PEP 803 – Stable ABI for Free-Threaded Builds
- Author:
- Petr Viktorin <encukou at gmail.com>
- Discussions-To:
- Discourse thread
- Status:
- Draft
- Type:
- Standards Track
- Requires:
- 703, 793, 697
- Created:
- 19-Aug-2025
- Python-Version:
- 3.15
- Post-History:
- 08-Sep-2025
Abstract
Version 3.15 of the Stable ABI will be compatible with both free-threaded and
GIL-enabled builds.
To allow this, the PyObject
internal structure and related APIs
will be removed from version 3.15 of the Limited API, requiring migration to
new API for common tasks like defining modules and most classes.
Binary distributions (wheels) built with Limited API version 3.15 and above
should use the ABI tag abi3.abi3t
.
Terminology
This PEP uses “GIL-enabled build” as an antonym to “free-threaded build”,
that is, an interpreter or extension built without Py_GIL_DISABLED
.
Motivation
The Stable ABI is currently not available for free-threaded builds.
Extensions will fail to build when Py_LIMITED_API
is defined,
and extensions built for GIL-enabled builds of CPython will fail to load
(or crash) on free-threaded builds.
In its acceptance post for PEP 779, the Steering Council stated that it “expects that Stable ABI for free-threading should be prepared and defined for Python 3.15”.

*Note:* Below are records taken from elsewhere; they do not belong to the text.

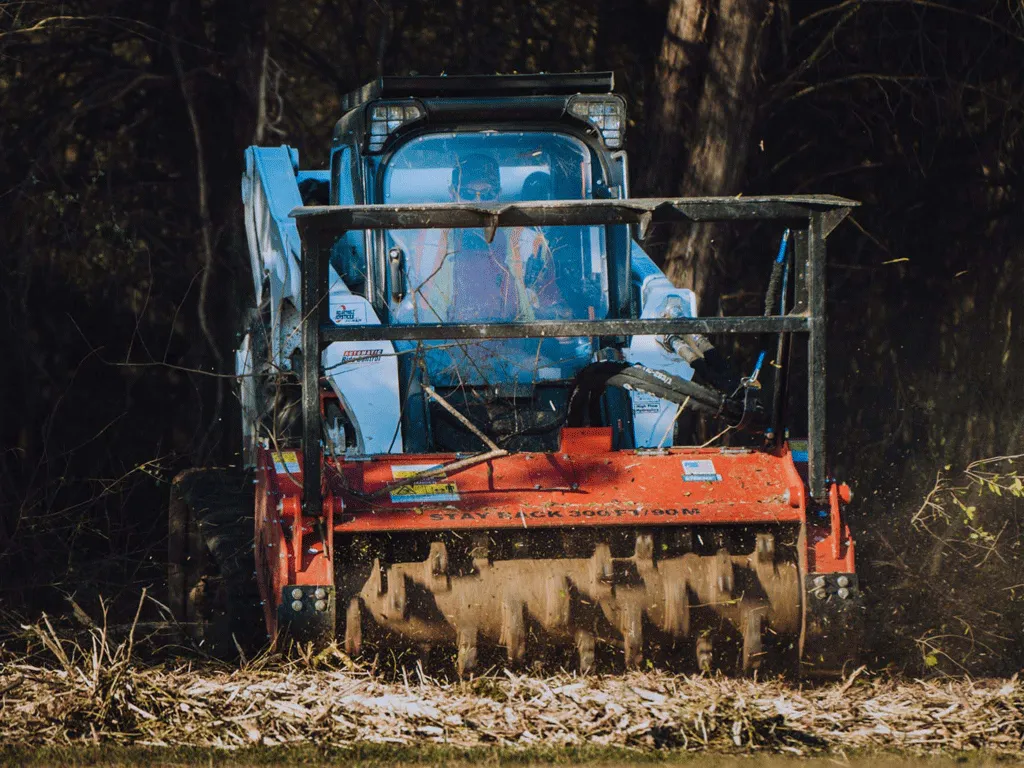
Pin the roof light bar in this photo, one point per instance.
(387, 117)
(607, 114)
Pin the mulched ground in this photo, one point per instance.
(98, 697)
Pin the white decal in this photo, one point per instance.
(700, 470)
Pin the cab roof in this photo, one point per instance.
(493, 86)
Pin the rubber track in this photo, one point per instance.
(221, 503)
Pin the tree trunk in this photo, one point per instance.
(721, 137)
(671, 109)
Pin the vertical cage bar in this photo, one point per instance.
(816, 357)
(313, 290)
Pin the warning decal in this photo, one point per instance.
(286, 463)
(430, 489)
(645, 403)
(700, 470)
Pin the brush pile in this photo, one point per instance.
(102, 694)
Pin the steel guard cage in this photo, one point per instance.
(811, 218)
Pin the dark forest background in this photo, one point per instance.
(123, 261)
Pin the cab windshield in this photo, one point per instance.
(522, 274)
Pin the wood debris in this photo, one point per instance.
(214, 707)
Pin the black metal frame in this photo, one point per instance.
(812, 218)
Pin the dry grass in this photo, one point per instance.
(97, 693)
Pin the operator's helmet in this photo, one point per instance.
(476, 177)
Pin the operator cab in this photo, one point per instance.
(485, 140)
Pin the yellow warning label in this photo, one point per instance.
(421, 488)
(430, 489)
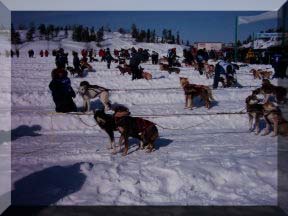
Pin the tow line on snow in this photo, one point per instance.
(165, 128)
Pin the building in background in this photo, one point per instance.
(283, 22)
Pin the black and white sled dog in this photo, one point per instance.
(89, 92)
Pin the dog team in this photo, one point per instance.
(145, 131)
(268, 109)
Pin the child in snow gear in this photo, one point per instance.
(46, 53)
(62, 92)
(134, 64)
(155, 57)
(17, 53)
(108, 58)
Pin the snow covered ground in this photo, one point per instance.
(202, 159)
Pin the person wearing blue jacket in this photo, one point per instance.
(222, 68)
(62, 92)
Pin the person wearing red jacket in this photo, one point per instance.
(84, 53)
(46, 53)
(116, 53)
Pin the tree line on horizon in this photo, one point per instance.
(85, 34)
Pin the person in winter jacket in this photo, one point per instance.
(84, 53)
(62, 92)
(17, 53)
(46, 53)
(61, 59)
(280, 64)
(12, 53)
(134, 64)
(171, 55)
(102, 54)
(91, 55)
(116, 53)
(154, 57)
(76, 64)
(108, 58)
(224, 68)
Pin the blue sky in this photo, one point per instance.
(193, 25)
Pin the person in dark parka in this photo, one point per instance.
(62, 92)
(108, 58)
(134, 64)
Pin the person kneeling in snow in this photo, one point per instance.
(62, 92)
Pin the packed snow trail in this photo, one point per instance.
(58, 160)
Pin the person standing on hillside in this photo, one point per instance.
(108, 58)
(134, 64)
(62, 92)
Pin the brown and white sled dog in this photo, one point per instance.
(107, 123)
(89, 92)
(138, 128)
(255, 112)
(267, 89)
(273, 118)
(193, 90)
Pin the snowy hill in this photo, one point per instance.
(201, 158)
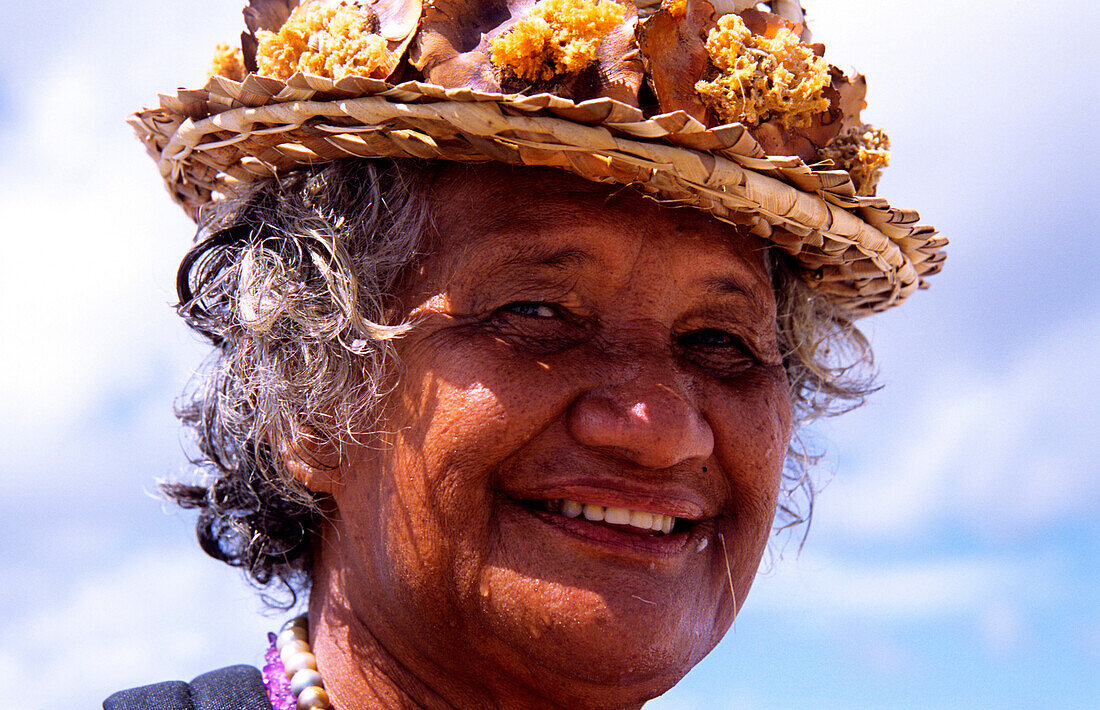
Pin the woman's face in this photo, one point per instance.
(575, 346)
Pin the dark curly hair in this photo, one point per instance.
(292, 283)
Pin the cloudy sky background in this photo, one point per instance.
(953, 558)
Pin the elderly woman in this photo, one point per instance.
(515, 306)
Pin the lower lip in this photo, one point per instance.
(625, 541)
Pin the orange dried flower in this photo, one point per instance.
(228, 62)
(762, 77)
(559, 36)
(326, 39)
(864, 151)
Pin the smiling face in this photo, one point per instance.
(581, 457)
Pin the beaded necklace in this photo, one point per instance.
(290, 672)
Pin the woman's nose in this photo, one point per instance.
(645, 417)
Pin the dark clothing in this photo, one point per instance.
(232, 688)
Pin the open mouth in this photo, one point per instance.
(622, 520)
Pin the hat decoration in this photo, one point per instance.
(717, 105)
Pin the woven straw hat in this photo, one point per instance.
(616, 91)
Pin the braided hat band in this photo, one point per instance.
(453, 80)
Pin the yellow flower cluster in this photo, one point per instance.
(228, 62)
(862, 151)
(559, 36)
(762, 78)
(325, 39)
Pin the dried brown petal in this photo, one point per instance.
(451, 48)
(454, 50)
(672, 43)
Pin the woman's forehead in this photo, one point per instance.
(491, 216)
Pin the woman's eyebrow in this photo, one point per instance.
(732, 285)
(534, 254)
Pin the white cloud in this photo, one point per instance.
(162, 614)
(831, 589)
(1001, 451)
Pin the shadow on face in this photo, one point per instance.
(582, 454)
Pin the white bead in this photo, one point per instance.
(312, 697)
(305, 678)
(294, 633)
(297, 662)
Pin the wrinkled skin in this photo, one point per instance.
(573, 342)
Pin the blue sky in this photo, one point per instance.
(953, 557)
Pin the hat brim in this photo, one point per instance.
(862, 253)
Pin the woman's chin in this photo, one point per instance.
(605, 632)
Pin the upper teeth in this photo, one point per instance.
(657, 522)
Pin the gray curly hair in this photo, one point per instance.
(293, 284)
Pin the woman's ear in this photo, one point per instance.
(312, 460)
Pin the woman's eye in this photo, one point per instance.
(708, 338)
(531, 308)
(717, 351)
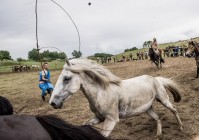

This PEP proposes the Stable ABI for free-threading.
Background
Python’s Stable ABI, as defined in PEP 384 and PEP 652, provides a way to compile extension modules that can be loaded on multiple minor versions of the CPython interpreter. Several projects use this to limit the number of wheels (binary artefacts) that need to be built and distributed for each release, and/or to make it easier to test with pre-release versions of Python.
With free-threading builds (PEP 703) being on track to eventually become the default (PEP 779), we need a way to make the Stable ABI available to those builds.
To build against the Stable ABI, the extension must use a Limited API, that is, only a subset of the functions, structures, etc. that CPython exposes. The Limited API is versioned, and building against Limited API 3.X yields an extension that is ABI-compatible with CPython 3.X and any later version (though bugs in CPython sometimes cause incompatibilities in practice). Also, the Limited API is not “stable”: newer versions may remove API that were a part of older versions.
This PEP proposes the most significant such removal to date.
Rationale
The design in this PEP makes several assumptions:
- One ABI
- A single compiled extension module should support both free-threaded and GIL-enabled builds.
- No backwards compatibility now
- The new limited API will not support CPython 3.14 and below.
Projects that need this support can build separate extensions specifically
for the 3.14 free-threaded interpreter, and for older stable ABI versions.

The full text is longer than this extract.